A few words of caution
You should be careful when interpreting the returned predictions for several reasons. In the following I will explain some of the pitfalls of interpreting PredRet predictions.
Contents
Prediction intervals
Determining the prediction intervals
When retention time (RT) predictions are used to annotate untargeted data sets, it is useful to know not just the predicted RT but also a prediction interval (PI). PIs are unfortunately not easily established for all but the simplest models, and for this reason we found that of the previously developed RT prediction methods only the models based on a linear relationship between log P and RT provide PIs and not for individual predictions as such.35 Likewise, we are currently not aware of methods for building PIs for GAM models with constraints. We therefore used bootstrapping to establish empirical PIs.
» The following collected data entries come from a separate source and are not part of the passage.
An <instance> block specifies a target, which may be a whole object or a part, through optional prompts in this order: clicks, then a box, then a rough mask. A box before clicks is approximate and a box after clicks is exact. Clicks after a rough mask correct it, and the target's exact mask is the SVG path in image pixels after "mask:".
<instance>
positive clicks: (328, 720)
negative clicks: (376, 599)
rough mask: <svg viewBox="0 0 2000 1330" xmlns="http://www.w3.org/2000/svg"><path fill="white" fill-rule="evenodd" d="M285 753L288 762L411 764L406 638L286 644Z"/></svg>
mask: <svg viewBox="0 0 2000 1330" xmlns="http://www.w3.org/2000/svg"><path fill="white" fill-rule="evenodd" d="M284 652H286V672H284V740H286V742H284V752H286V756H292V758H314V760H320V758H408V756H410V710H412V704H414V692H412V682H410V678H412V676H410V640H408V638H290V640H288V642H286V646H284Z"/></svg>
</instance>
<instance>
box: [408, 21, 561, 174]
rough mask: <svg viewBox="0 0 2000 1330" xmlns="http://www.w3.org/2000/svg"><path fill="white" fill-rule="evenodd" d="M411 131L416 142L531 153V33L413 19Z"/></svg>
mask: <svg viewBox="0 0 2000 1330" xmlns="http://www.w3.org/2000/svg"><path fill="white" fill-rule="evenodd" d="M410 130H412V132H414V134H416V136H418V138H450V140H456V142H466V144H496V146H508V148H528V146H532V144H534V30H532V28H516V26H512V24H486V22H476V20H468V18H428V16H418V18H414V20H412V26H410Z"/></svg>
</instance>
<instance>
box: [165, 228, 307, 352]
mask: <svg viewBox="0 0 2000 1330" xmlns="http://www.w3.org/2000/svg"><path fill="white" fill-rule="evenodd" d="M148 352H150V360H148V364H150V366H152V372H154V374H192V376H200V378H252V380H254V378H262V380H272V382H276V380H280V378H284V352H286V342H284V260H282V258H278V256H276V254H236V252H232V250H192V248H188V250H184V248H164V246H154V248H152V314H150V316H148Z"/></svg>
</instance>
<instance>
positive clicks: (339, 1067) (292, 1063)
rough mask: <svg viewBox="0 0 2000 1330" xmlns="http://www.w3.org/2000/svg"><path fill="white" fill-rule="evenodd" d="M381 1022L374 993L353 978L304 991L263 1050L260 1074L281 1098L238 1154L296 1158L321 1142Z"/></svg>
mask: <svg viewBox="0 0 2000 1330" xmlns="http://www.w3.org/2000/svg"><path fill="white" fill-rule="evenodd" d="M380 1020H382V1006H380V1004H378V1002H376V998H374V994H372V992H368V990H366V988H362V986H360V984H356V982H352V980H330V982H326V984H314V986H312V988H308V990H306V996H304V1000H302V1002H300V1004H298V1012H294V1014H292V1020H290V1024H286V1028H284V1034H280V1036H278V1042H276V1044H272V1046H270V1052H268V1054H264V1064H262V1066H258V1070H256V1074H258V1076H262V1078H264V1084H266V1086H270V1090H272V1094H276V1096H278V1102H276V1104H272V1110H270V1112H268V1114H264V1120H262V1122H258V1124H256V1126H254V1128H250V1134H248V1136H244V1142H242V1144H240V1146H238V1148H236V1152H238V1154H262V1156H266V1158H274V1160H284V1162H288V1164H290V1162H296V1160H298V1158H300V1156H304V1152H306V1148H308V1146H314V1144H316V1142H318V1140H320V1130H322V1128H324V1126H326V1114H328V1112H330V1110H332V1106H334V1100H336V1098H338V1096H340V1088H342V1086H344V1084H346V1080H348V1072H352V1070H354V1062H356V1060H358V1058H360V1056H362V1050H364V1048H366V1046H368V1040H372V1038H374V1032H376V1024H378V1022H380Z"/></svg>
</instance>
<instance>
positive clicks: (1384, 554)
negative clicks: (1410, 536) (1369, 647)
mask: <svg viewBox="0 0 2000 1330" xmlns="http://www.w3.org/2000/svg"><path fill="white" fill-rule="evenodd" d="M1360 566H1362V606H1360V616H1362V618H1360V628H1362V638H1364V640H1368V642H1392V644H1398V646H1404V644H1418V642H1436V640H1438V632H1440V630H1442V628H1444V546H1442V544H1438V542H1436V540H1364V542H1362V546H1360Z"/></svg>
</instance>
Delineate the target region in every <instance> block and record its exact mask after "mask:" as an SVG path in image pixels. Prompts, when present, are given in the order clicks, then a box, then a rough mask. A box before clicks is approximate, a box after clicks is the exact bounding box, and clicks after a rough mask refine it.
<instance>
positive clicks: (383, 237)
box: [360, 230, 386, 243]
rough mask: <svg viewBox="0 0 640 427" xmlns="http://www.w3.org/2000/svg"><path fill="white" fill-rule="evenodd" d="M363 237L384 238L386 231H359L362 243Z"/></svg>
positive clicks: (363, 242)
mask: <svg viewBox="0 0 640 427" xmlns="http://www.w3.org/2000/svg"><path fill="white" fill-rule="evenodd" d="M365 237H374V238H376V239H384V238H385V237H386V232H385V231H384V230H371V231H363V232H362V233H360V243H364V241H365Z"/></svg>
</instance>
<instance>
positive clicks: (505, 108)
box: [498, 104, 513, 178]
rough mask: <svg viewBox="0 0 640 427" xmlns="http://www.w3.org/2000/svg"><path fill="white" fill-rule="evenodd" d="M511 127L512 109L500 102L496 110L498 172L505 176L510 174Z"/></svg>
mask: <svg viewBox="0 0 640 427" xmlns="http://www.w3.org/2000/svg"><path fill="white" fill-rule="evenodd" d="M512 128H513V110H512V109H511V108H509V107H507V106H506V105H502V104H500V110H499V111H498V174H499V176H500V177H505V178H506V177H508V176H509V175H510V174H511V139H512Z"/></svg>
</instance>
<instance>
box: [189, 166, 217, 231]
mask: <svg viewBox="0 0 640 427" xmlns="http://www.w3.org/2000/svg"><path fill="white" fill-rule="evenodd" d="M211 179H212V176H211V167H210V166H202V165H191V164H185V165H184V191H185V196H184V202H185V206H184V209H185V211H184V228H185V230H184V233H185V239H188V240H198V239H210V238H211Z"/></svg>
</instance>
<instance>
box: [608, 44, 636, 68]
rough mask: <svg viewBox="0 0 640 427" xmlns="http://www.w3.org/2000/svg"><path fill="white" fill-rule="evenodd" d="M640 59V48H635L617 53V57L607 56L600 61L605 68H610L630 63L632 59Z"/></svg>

When the PIs for each prediction are joined we get prediction bands. Correctly defined prediction bands would ensure that the fraction of predictions where the true RTs fall outside the prediction band is no more than the chosen confidence level. In our case, however, because of multiplicity issues this cannot be ensured. PIs should therefore be regarded as anticonservative and not be used as strict filters to exclude a possible compound annotation but rather as an indication of the likelihood of a match. The accuracy of the predictions and width of the PIs depend on the accuracy of the projection model associated with each prediction.
In Figure 1A the model used to predict RTs from the CS “LIFE_old” to the CS “LIFE_new” can be seen. This model is very accurate since there are no major outliers and many compounds with known RT in both CSs. This leads to very narrow PIs for the predictions. It should be noted, however, that due to the lack of methods to construct accurate prediction bands as explained above, the very narrow PIs can be misleading. In Figure 1A, for the interval around 1.5 min (for LIFE_old) the PI is narrow in part because the slope is steep, which makes it easier to establish the fitted curve. Unfortunately a steep slope also means that relatively small inaccuracies (instrumental variation) in the independent variable (LIFE_old RT) leads to relatively large errors in the prediction of the dependent variable (LIFE_new RT) which the PI does not reflect.
We will thus reiterate that the PIs are anticonservative and should be approached as such. Nevertheless, we believe that providing anticonservative PIs are better than having no PIs at all.
Changes over time
Another potential source of inaccuracies, that all prediction systems suffer from, is the potential for small changes in RTs over time. This can be caused by column aging but also by small changes in the eluent composition such as slight pH differences. These changes are not necessarily systematic and can therefore increase the width of the PIs if the set of RTs used for modeling was accumulated over time. In addition the accuracy of the predictions might be lower than expected based on the model if the “current” system differs sufficiently from the system the original RTs were recorded on.
Errors in the database entries
The predicted retention time depends on reported retention times from other people. People make mistakes both of the copy/paste type but also in correct identification. While we do try to detect erroneous there is no guarantee that predictions are not made from erroneous reports that can cause a predicted retention time to be far off.
Unambiguous molecular structures
Some compounds are often reported without defining an unambiguous molecular structure. Lets take a common example like LysoPC(18:1). There are at least three structural aspect that are not defined by the name and often unknown when analyzing untargeted data or even targeted data:
- The lipid chain can be in two different positions on the glycerol, sn1 (i.e., LysoPC(18:1/0:0)) and sn2 (i.e., LysoPC(0:0/18:1)).
- The position of the double bond is not specified.
- The relative stereochemistry around the double bond is not specified (i.e., cis/trans).
Differences in any of these aspects can lead to different RTs.
This is not a limitation of PredRet as such but a limitation of current reporting standards.
Diastereoisomers
Since stereochemistry in general cannot be determined in LC, it is ignored by PredRet. In general this has no influence on the predicted RT since enantiomers have the same RT on nonchiral columns.
Diastereoisomers, however, do not necessarily have the same RT. An example is hydroxy-methyl- butyric acid for which there exist a number of structural isomers (PubChem CIDs: 95433, 99823, 160471, 69362, 14081034, 131760, 188979). Most of them have at least one chiral center and therefore exists in enantiomeric forms.
3-Hydroxy-2-methylbutyric acid on the other hand has two chiral centers and thus exists in four forms that are enantiomers and diastereoisomers in pairs of two (PubChem CIDs: 12313369, 11966260 and 11815846, 12313370). The diastereoisomers can have different RTs while the enantiomers cannot. The PI of a prediction for 3-hydroxy-2-methylbutyric acid might therefore not match the experimental RT if the database entry and the experimental data was obtained from different diastereoisomers.